2. Prohibition of abuse of a dominant position
Antitrust law also covers rules restricting the abuse of a dominant market position. A company which holds a dominant position (and this is already obvious with a market share of 40%) may only make limited use of the freedom of contract. Rather, in principle, it must treat other companies equally, for example with regard to deliveries, or may only treat them differently for an objectively justified reason. Nor may the dominant market position be used to request fees or other terms and conditions (such as contract terms, links with other products) which could not be achieved without a dominant position.
3. Merger control
Finally, merger control is the subject of antitrust law. Above certain thresholds, acquisitions and mergers require the prior approval of the relevant cartel authorities.

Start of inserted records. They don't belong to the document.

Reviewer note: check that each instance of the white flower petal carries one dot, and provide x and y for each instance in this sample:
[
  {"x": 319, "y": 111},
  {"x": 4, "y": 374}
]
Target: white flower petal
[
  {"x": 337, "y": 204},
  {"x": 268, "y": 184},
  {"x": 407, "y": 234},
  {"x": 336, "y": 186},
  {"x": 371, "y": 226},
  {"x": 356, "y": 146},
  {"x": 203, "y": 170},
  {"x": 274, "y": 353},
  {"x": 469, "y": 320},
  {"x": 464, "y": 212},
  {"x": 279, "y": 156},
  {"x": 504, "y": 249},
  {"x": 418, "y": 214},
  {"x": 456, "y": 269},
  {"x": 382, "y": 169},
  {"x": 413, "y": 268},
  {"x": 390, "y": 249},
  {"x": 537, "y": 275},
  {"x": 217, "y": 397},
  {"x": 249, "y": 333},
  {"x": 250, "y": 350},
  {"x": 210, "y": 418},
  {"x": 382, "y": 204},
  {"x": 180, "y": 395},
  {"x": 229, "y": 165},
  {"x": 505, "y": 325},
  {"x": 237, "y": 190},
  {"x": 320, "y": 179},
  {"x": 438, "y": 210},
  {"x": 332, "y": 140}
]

While merger control requires that a company be a certain size (which may well be the case for small and medium-sized companies), the rules prohibiting agreements restricting competition and abusing a dominant market position apply irrespective of the (absolute) size of the company. They are therefore also relevant for small and medium-sized enterprises. In this respect, cartel law only ties in with market shares (subject to certain restrictions). It should be noted that specialised companies in particular can quickly achieve very high market shares, which can lead to the applicability of strict antitrust regulations.
Cartel law standards are of great importance in the practice of contract drafting and execution. This is not only due to the fact that in the event of a violation of cartel regulations in Germany significant fines (based on the company’s turnover) and additional fines against the responsible persons can be imposed, but also that agreements that violate cartel law are invalid and therefore contracts that contain cartel violations are subject to considerable uncertainty. In addition, there are financial risks from possible for damage claims by business partners injured by a cartel. In many foreign countries, violations of cartel law even constitute criminal offences. The resulting risk of criminal prosecution also affects domestic persons and companies, since the applicability of cartel regulations typically depends on the market in which an activity is carried out, i.e. an activity carried out from Germany in a foreign market must also be measured by local cartel standards.